Now that we’ve laid the groundwork with considerations and preparations, let’s seamlessly transition into the practical aspect of bringing your Norfolk jacket to life. Part 2 and further, focuses on the step-by-step sewing process, where we’ll meticulously guide you through each stage.
As you progress through the project, you may come across some minor adjustments or deviations when looking at the pictures. These small changes are a part of the pattern-making process, when choosing a better option for you later.
(1) After you´re satisfied with your mock-up, cut all pieces from fashion fabric, lining, and canvas. Cut the lining as described in the instructions, the back on fold with the grey strip added and some extra width at the sleeves.
(2)Transfer all the marks and notches, mark with chalk on the wrong side, and “copy” the lines to the mirror piece. Baste along the lines to mark the position of the pocket and strips on the right side.
Reinforce critical points as told.
Stretch the edges of the shoulder, the front armhole, and the neckline shrink the area under the collarbone.
(3) Slash the front and chest canvas, where indicated on the pattern, and insert the V-shaped pieces. The inserts of the front and chest are slightly offset to avoid bulk.
Line up the chest canvas on top of the front canvas, and pad stitch together, molding the rounding of the chest with a tailor’s ham or a pillow, I just used my thigh. Start your pad stitching, going down in the middle finishing one side, and then the other. The last picture shows the finished front canvas, already lined up with the front.
The material I used, was stiff linen for the front, and hair canvas for the chest. The chest canvas is cut with the grain following the roll line. Mark the roll line.
(4) Sew the shoulder seam, right sides together, easing in the excess width of the back. Sew with the front side up and place a stay tape underneath your presser foot while sewing. Press open the seam allowances. Normally, you wouldn´t sew the shoulder seam at this point, it´s just that we need to attach the straps before we can baste the canvas to the front.
(5) The straps are sewn along the shoulder seam, right sides together, and the seam allowances are trimmed back and pressed open. The shoulder seam of the interfacing/canvas is sewn overlapping, avoiding bulk at the shoulder.
Then place the interfacing centered on the wrong side of the strap and baste in place. Sew along the edges with a catch stitch, taking care, that the stitches are barely visible on the right side of the fabric. Turn the seam allowances of the strap, around the edges of the interfacing. Sew the turned-in edges to the interfacing with a loose pad stitch, taking care there are no stitches visible on the right side of the strap, and press.
Take the rectangular piece of lining fabric, turn in the seam allowance along the long sides, and line up with the strap at the area of the belt loops, wrong sides together. Fell stitch to the strap along all edges.
(6) Line up the strap along the lines, marked on the front/back, giving the extra width needed by simulating the rounding of the shoulders and chest, and baste in place. The best would work to do this on a dress form, I used a rolled-up bedsheet.

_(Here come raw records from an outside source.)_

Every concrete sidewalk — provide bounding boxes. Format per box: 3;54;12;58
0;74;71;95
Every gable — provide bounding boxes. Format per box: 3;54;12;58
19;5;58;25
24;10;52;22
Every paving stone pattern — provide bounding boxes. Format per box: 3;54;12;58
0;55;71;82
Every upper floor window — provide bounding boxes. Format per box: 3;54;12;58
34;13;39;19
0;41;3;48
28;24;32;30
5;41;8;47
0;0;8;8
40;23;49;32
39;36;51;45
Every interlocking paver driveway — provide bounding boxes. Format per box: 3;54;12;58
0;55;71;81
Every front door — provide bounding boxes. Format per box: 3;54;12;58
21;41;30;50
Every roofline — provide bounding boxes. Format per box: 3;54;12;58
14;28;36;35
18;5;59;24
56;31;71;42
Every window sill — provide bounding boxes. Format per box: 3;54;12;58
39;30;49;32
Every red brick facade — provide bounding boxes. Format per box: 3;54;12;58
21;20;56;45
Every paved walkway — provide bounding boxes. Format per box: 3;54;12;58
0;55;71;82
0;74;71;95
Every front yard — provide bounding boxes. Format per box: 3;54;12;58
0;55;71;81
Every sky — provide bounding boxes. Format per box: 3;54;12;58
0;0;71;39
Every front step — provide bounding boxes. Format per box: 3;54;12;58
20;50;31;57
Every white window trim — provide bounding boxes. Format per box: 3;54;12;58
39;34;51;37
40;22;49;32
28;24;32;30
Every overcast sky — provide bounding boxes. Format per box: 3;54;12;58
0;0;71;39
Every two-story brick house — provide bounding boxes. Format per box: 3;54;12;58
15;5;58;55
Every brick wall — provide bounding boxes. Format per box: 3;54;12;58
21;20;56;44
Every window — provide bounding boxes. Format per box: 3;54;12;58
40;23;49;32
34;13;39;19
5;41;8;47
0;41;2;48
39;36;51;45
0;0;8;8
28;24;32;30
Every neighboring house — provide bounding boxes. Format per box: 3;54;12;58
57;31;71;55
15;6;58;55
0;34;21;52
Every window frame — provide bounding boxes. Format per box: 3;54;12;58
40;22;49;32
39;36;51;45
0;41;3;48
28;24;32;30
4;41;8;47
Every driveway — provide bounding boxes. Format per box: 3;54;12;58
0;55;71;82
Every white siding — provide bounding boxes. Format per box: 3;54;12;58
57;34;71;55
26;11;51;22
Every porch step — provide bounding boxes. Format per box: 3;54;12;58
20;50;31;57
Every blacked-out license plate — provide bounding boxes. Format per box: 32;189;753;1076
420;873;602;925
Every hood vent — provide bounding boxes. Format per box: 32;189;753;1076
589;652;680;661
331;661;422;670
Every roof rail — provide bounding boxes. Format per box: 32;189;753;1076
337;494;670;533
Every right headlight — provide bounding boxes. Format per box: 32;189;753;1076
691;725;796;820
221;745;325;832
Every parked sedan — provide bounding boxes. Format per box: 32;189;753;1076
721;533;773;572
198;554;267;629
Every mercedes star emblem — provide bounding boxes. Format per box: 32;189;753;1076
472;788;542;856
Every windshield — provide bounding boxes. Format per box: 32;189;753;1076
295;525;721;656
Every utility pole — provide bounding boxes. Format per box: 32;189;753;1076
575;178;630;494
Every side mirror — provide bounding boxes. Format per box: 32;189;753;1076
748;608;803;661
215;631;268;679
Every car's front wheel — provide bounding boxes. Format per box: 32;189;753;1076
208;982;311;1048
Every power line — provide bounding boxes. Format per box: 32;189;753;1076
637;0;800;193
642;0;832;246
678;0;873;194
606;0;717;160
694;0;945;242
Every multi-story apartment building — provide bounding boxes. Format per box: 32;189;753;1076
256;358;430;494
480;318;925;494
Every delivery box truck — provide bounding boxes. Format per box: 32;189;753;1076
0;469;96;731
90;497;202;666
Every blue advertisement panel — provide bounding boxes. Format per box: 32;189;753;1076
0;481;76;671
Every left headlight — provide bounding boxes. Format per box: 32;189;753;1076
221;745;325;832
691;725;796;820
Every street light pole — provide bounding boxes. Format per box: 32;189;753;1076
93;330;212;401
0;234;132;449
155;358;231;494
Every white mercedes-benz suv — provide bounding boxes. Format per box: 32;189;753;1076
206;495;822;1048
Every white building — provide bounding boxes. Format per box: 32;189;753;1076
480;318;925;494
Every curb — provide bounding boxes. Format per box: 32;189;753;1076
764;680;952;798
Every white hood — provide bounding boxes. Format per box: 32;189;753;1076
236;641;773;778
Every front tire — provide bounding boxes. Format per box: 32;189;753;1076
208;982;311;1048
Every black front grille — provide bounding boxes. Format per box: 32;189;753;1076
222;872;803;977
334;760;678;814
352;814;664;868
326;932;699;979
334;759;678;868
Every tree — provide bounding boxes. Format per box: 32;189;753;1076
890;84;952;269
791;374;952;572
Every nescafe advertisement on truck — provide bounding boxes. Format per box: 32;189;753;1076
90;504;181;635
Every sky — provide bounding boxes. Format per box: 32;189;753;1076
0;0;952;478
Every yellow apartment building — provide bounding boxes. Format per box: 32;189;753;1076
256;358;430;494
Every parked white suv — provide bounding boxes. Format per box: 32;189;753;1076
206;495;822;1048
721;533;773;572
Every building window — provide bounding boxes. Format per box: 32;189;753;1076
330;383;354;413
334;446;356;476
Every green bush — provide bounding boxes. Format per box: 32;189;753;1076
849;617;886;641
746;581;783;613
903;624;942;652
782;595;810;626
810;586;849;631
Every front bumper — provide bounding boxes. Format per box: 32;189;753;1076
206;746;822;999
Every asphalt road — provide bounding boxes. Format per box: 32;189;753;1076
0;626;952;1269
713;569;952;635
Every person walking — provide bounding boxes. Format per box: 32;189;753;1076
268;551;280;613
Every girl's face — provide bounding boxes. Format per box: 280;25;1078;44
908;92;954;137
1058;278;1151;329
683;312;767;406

Now it´s time to think about the design. How´d you like your topstitching? Stay with the design chosen once, to achieve a cohesive look. Topstitch the strap to the front and back, leaving the belt loops open. Bar tack the area of the loops decorative as desired.
(7) + (8) Now it is time for the pockets. Line up the patch pocket with the lining, wrong sides together. Use a color-matching cotton fabric for the lining. The lining for the patch pocket is indicated by the grey area on the sewing pattern.

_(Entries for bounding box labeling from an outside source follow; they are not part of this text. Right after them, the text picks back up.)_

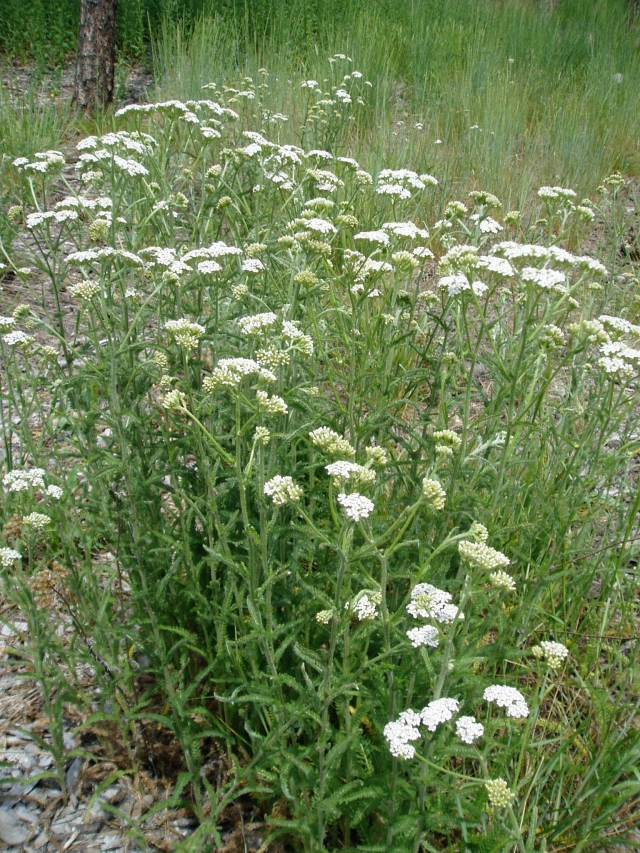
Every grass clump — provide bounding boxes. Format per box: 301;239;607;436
0;35;640;853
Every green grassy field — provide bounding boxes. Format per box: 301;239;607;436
0;0;640;853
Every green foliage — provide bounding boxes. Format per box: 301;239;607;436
0;11;640;853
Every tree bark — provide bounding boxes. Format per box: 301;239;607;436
73;0;118;110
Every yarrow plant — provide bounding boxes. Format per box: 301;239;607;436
0;54;640;853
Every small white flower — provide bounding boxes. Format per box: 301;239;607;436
2;468;45;492
353;593;378;622
407;583;464;625
264;474;303;506
458;542;511;571
484;779;516;809
0;548;22;569
22;512;51;531
406;625;440;649
242;258;265;275
353;229;390;246
383;708;420;760
456;717;484;743
338;492;375;521
420;698;460;732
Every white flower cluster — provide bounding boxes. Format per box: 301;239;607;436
420;699;460;732
309;427;356;456
22;512;51;531
2;468;45;492
202;358;276;386
489;571;516;592
406;625;440;649
2;329;33;347
384;698;484;760
531;640;569;669
67;246;144;267
456;717;484;743
26;208;78;230
353;229;390;246
346;592;380;622
338;492;375;521
407;583;464;625
164;318;205;350
458;542;511;571
376;169;438;199
264;474;303;506
482;684;529;720
383;708;420;760
0;548;22;569
538;187;576;201
484;779;516;809
522;267;567;293
438;272;489;296
422;477;447;510
244;258;265;275
325;459;376;486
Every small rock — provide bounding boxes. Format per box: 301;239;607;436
0;809;29;845
33;832;49;850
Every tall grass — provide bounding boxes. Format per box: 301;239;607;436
154;0;640;202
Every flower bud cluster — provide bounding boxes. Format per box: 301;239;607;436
407;583;464;625
0;548;22;569
458;542;511;571
22;512;51;532
422;477;447;510
164;318;205;350
264;474;303;506
484;779;516;809
456;717;484;743
309;427;356;456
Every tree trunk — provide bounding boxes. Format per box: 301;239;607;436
73;0;118;110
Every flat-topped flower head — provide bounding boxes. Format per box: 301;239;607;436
202;358;277;394
458;542;511;571
264;474;304;506
489;571;516;592
383;708;421;761
164;318;206;350
531;640;569;669
456;717;484;743
420;698;460;732
338;492;375;521
422;477;447;510
22;512;51;532
484;779;516;809
2;468;45;492
406;625;440;649
407;583;464;625
0;548;22;569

Turn in a seam allowance of 5/8” (1,5cm) along the top edge of the lining, and turn in a seam allowance of 1 ¼” (3cm) along the top edge of the fashion fabric. For the turn of cloth needed, push the edge of the fashion fabric about 1/8” (2-3mm) behind the edge of the lining.
Before sewing, fold the seam allowance along the top edge of the fashion fabric right sides together. Stitch along the side and bottom edge, reducing the stitch length at the start/stop and curves. Begin by sewing with the lining on top, then turn around and stitch again with the fashion fabric facing up, correcting any uneven stitching. Trim back the seam allowances and turn the right side out. Press, ensuring that the sewing line stays slightly offset on the wrong side. Fell stitch the lining to the seam allowance of the fashion fabric along the top edge on the inside of the pocket.
Place the patch pocket on top of the front, where indicated on the pattern, and simulate the curves of the body while doing so. First baste, then topstitch the pocket to the front, bar tacking the corners.
For the pocket flap I´ll show two different ways to attach to the jacket.
Line up the flap with the lining, wrong sides together, and push the edge of the fashion fabric behind the lining, and sew. Trim back the seam allowance and notch at the stitching line as shown. Turn the right side out, press, and topstitch as desired. Line up the stitching line of the pocket flap with the stitching line on the front. First, baste, then sew, and press the flap downwards. Trim back the seam allowances to 1/4” (5mm). Push the corners “inside” and bar tack to the fronts to stay in place Topstitch the flap along the top edge, and bar tack the ends.
The other way would be to turn in the seam allowance of the lining before sewing. Proceed as described before. When attaching the flap to the jacket, just catch the fashion fabric. Trim back the seam allowance and push it inside the flap. This way I had to remove some stitches of the topstitching to reach a neat result. Fell stitch the lining to the seam allowance. Press the flap downwards and topstitch.
Trim back the interfacing on the wrong side with pinking shears.